From inside his office at a Midland startup accelerator, Angel Garcia highlights something important to know about the Permian Basin’s economy: “Everything drives off the oil.”
The latest data shows that in December alone, Midland County produced nearly 17 million barrels of oil, the most in the state by far. Oil and gas are so vital to Midland’s economy, jobs tied to the industry make up around a third of the entire workforce.
“We’re in the oil patch for sure,” adds Garcia.
All that oil production has given Midland an unemployment rate of 2.7%, the lowest in the Lone Star State according to new Texas Workforce Commission data.
Such a tight labor market is great for broader economic development, but can actually present a problem to employers. In January alone, Midland added 1,300 jobs.
Garcia is a partner with BAM Consulting, where he works with West Texas entrepreneurs, and he notes that, “the hiring pool is so small in the local area, you’re limited as to who you’re going to be able to hire.”
“Most of the time you’re having to settle just to fill the position,” he adds.
‘Dangerously low’ unemployment
Mick Normington is a labor economist and professor at Lee College and he says that an unemployment rate of 2.7% is, “honestly, dangerously low.”
Dangerous, according to Normington, because the unemployment rate is also a measure of how many people want a job – and if everybody who wants a job already has one, it shifts the balance of power between workers and employers.
“If you are less than 3% unemployment, that means the workers in your community have a lot of leverage to ask for a raise or for more benefits. The other side of the coin is the employers and the hiring managers are more desperate to get workers,” says Normington.
Currently, 21 counties have an unemployment rate lower than 3% and over the course of the past year, Texas has added 654,100 jobs statewide – the biggest gains being in the Dallas-Fort Worth area, Houston, and Austin-Round Rock.
Of the state’s 26 metro areas, seven have grown their workforces by more than 5% since last January, but none grew faster than Midland – 10.5%.
Normington says this puts public officials and economic planners in a bind: “Publicly, they are smiling and talking about how wonderful the economy is because their economy is booming. But privately, they’re gnashing their teeth.”
“They’re getting phone calls every day from business owners and hiring managers saying ‘we don’t have enough able-bodied people in this community to fill the open jobs,’” he adds.
In Normington’s view, the solution comes down to something familiar to Texans: migration.
For most of the 21st century, Midland saw consistent growth. According to U.S. Census data, the city’s population was 95,249. In 2019, that figure had ticked up to 146,222.

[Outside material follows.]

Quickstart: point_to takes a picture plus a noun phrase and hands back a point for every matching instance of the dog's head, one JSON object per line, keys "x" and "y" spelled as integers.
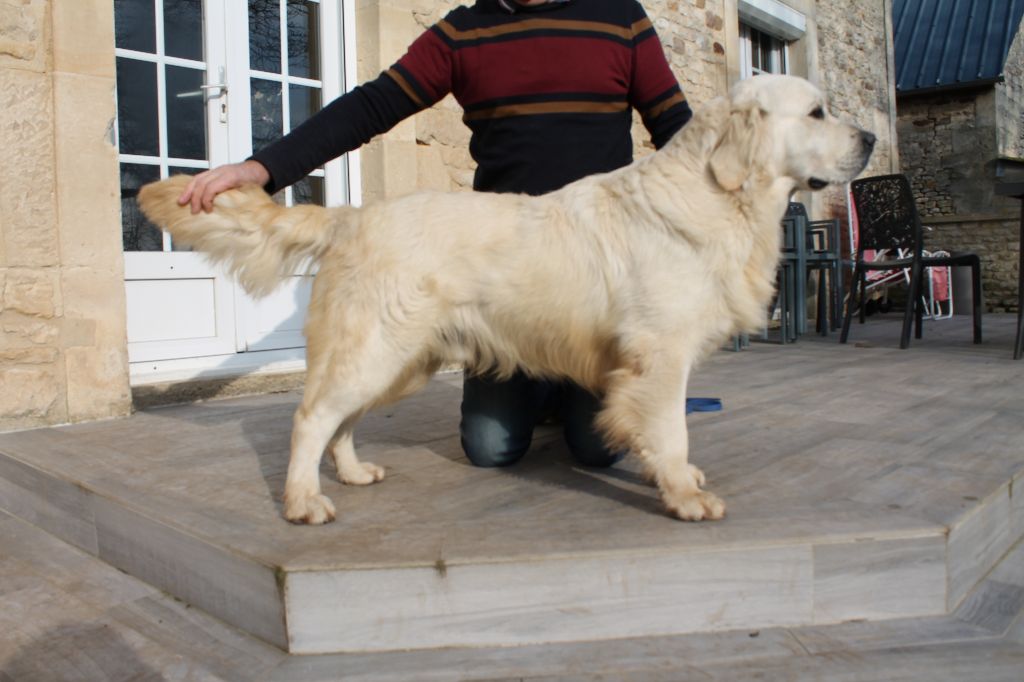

In the past few years, though, the city’s population has been on the decline. In 2021, the population shrank to 131,325.
“The big stress this year in Midland, Texas, is going to be for those officials to see what they can do to get more people to move to Midland because they’re not growing enough of their own workers,” says Normington.
More power to the workers
If there’s one clear beneficiary of Midland’s tight labor market, it’s workers who’ve gained more leverage by simply having more options in the job market.
Mick Normington presents the following hypothetical: “If you’re a worker in the Midland area, you’re probably going to the boss this month and saying, ‘Hey, boss, I need a raise or I need better benefits or I need more vacation time. And if you don’t give it to me, I’m going to walk across the street to another employer.’”
Rick Levy, president of the Texas AFL-CIO, which represents about half of all unionized workers in the state, says a tight labor market in Texas has helped people realize, “they don’t have to just be stuck in a job where they’re treated poorly and compensated poorly.”
Low unemployment can help workers get raises, more preferable schedules, and better conditions, but this is all happening at a time when in the broader economy, inflation is high and interest rates have been ticking up – developments that put a dent in peoples’ spending power.
“There’s still a lot of people who are living paycheck to paycheck. There’s a lot of people who can’t afford to send their kids to college,” adds Levy.